Se há um desafio preponderante na tarefa de escrever sobre o momento pelo qual passa o Brasil, esse é o de não se repetir. Algo quase impossível, dado o empenho do governo em constantemente provocar imbróglios, atacar a imprensa e deixar grande parte da sociedade exasperada com atitudes quase sempre tresloucadas.
O desgaste constatado em simples conversas de mesa de bar e almoços familiares, contudo, não se compara em gravidade a outro efeito. Refiro-me à percepção, cultivada ao longo das últimas décadas, de que na política ninguém presta. Esta leva as pessoas a imaginar que a saída só pode ser alguém avesso ao sistema. E, quanto mais anárquico for o discurso, tanto melhor.
Ninguém deve ser obrigado a aprender com momentos que não viveu, entretanto, para além de pesquisas, hoje cada vez mais simples de serem feitas e por meio das quais depoimentos e resenhas de boa qualidade podem ser apreciados, convenhamos, o governo Fernando Collor de Mello não fica muito atrás da atual administração.
O patriotismo cafona, um populismo quase infantil, a retórica do soco na mesa e a intenção de dividir a sociedade entre os verdadeiros brasileiros e aqueles que não tinham amor pelo verde e o amarelo estavam todos lá. Faziam contraponto, diga-se, ao “fantasma vermelho”. Formavam a tese de que criticar o governo significava torcer contra o Brasil.
Não aprendemos nada.
Passado um momento de raro equilíbrio institucional e até mesmo de refinamento, quando fomos presididos por Fernando Henrique Cardoso, eis que voltamos a comprar a narrativa do desespero.

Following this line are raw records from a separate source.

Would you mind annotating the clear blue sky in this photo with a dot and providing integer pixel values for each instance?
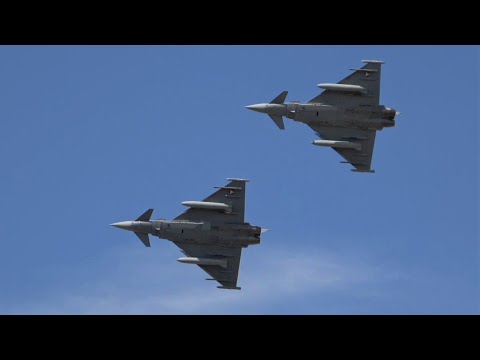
(97, 134)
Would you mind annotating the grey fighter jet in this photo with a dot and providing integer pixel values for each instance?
(346, 115)
(211, 233)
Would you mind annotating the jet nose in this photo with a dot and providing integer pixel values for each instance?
(257, 107)
(125, 225)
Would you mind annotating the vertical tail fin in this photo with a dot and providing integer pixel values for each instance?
(280, 99)
(145, 216)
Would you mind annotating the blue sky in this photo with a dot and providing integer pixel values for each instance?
(97, 134)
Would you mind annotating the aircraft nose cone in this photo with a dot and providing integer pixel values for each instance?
(125, 225)
(257, 107)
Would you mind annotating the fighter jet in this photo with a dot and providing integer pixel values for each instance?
(346, 115)
(211, 233)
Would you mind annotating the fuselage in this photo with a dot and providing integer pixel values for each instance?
(361, 117)
(223, 234)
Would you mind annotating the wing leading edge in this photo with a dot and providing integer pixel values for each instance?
(367, 77)
(232, 194)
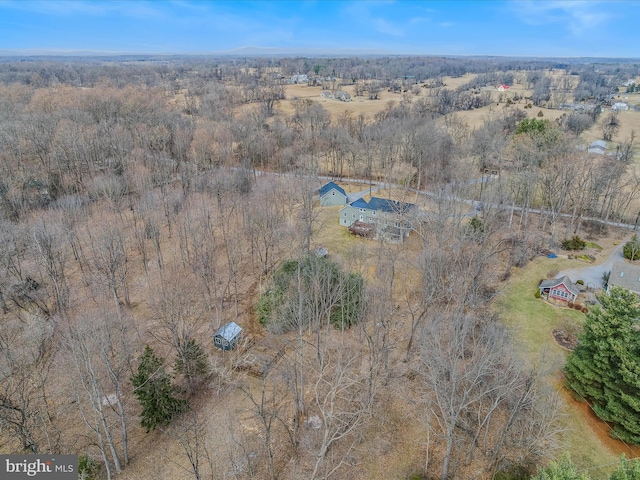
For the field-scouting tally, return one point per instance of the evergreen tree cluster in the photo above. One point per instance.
(565, 469)
(631, 249)
(604, 369)
(156, 393)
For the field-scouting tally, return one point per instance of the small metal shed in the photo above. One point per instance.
(227, 336)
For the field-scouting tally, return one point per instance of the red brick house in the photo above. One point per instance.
(560, 289)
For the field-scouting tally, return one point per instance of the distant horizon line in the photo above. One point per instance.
(281, 52)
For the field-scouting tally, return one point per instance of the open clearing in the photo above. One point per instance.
(531, 321)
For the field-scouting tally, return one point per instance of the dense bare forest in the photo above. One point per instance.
(148, 201)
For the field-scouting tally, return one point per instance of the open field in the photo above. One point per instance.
(532, 320)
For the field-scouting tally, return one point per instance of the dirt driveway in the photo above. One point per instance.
(592, 276)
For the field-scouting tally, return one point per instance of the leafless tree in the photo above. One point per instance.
(25, 362)
(472, 379)
(52, 256)
(110, 262)
(100, 357)
(610, 125)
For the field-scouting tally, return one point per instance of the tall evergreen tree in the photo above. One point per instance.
(155, 392)
(563, 469)
(605, 366)
(627, 470)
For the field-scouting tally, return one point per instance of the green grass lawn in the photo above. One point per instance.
(531, 321)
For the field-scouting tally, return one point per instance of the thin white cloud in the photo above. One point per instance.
(578, 16)
(363, 12)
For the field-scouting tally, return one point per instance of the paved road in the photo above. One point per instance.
(592, 276)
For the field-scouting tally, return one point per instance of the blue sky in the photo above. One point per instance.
(547, 28)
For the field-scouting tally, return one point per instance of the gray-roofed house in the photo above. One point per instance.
(227, 336)
(561, 289)
(332, 194)
(391, 218)
(342, 96)
(625, 275)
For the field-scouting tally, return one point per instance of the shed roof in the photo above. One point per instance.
(229, 331)
(360, 203)
(554, 282)
(390, 206)
(625, 275)
(327, 187)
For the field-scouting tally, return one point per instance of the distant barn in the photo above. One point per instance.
(227, 336)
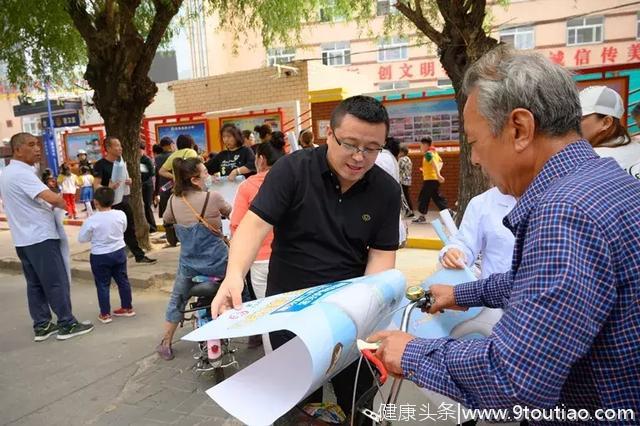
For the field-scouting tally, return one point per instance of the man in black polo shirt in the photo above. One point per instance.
(102, 172)
(334, 214)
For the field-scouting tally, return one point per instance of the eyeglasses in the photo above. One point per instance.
(353, 149)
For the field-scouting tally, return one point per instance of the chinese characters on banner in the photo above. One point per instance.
(590, 55)
(407, 71)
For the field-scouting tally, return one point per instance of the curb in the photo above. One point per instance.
(137, 279)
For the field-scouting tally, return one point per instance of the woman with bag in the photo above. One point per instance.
(197, 215)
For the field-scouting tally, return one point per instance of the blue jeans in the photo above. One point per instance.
(107, 266)
(47, 283)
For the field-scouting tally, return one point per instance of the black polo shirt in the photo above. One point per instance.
(320, 234)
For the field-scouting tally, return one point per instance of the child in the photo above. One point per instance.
(405, 166)
(86, 189)
(68, 182)
(431, 180)
(105, 230)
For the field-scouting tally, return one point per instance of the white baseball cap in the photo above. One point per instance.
(601, 100)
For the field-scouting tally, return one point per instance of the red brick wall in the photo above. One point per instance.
(321, 111)
(450, 172)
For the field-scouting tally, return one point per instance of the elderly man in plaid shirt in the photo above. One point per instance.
(570, 334)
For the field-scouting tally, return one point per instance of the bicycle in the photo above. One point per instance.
(212, 355)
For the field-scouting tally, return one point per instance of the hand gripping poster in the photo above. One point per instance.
(327, 319)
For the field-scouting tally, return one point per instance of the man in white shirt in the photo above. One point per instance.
(482, 232)
(29, 207)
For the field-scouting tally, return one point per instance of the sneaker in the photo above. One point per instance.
(43, 333)
(73, 330)
(146, 260)
(165, 352)
(123, 312)
(105, 318)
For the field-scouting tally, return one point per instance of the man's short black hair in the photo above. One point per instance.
(104, 196)
(185, 141)
(364, 108)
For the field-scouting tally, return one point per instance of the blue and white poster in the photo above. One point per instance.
(196, 129)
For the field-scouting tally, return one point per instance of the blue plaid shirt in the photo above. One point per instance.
(570, 333)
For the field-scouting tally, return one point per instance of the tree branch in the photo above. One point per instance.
(82, 20)
(417, 17)
(165, 11)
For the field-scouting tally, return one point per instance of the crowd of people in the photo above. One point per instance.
(555, 239)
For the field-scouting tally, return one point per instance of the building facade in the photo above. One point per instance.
(574, 33)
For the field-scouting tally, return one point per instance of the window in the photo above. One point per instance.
(392, 85)
(385, 7)
(280, 55)
(393, 49)
(338, 53)
(329, 14)
(520, 37)
(585, 30)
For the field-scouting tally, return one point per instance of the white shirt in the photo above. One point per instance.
(31, 220)
(482, 230)
(627, 156)
(105, 230)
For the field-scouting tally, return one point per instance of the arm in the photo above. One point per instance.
(168, 216)
(468, 239)
(240, 207)
(165, 173)
(244, 248)
(52, 198)
(86, 231)
(567, 292)
(380, 260)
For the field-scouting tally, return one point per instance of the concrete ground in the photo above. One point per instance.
(112, 375)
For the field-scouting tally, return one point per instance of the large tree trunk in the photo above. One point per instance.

Sob a batuta de Lula, patacoadas embebidas de um pseudonacionalismo voltaram a ganhar vez. Os brasileiros são novamente instados a escolher entre estar do lado dos corretos e dos justos, ou apoiar os fascistas interessados, tão somente, em vender o país. Durante 13 anos, o debate foi dilapidado pelo simples fato de que ele não interessava ao establishment petista.
Dado o atual cenário, é desnecessário constatar que não aprendemos nada.
O governo Jair Bolsonaro não está inventando a roda com seu falatório divisivo, emburrecedor, empapado de ódio e paranóias. Bem ao contrário, apenas repete fórmulas que construíram um ambiente de intolerância, danoso para a nossa democracia.
Pior do que constatar a nossa dificuldade em aprender com os próprios erros, só mesmo perceber que, desde já, caminhamos para mais uma eleição polarizada. Um pleito de cartas marcadas e narrativas conhecidas.
As opiniões a respeito do presidente e do ex-presidente são conhecidas. Autocrítica que é bom, porém, está em falta.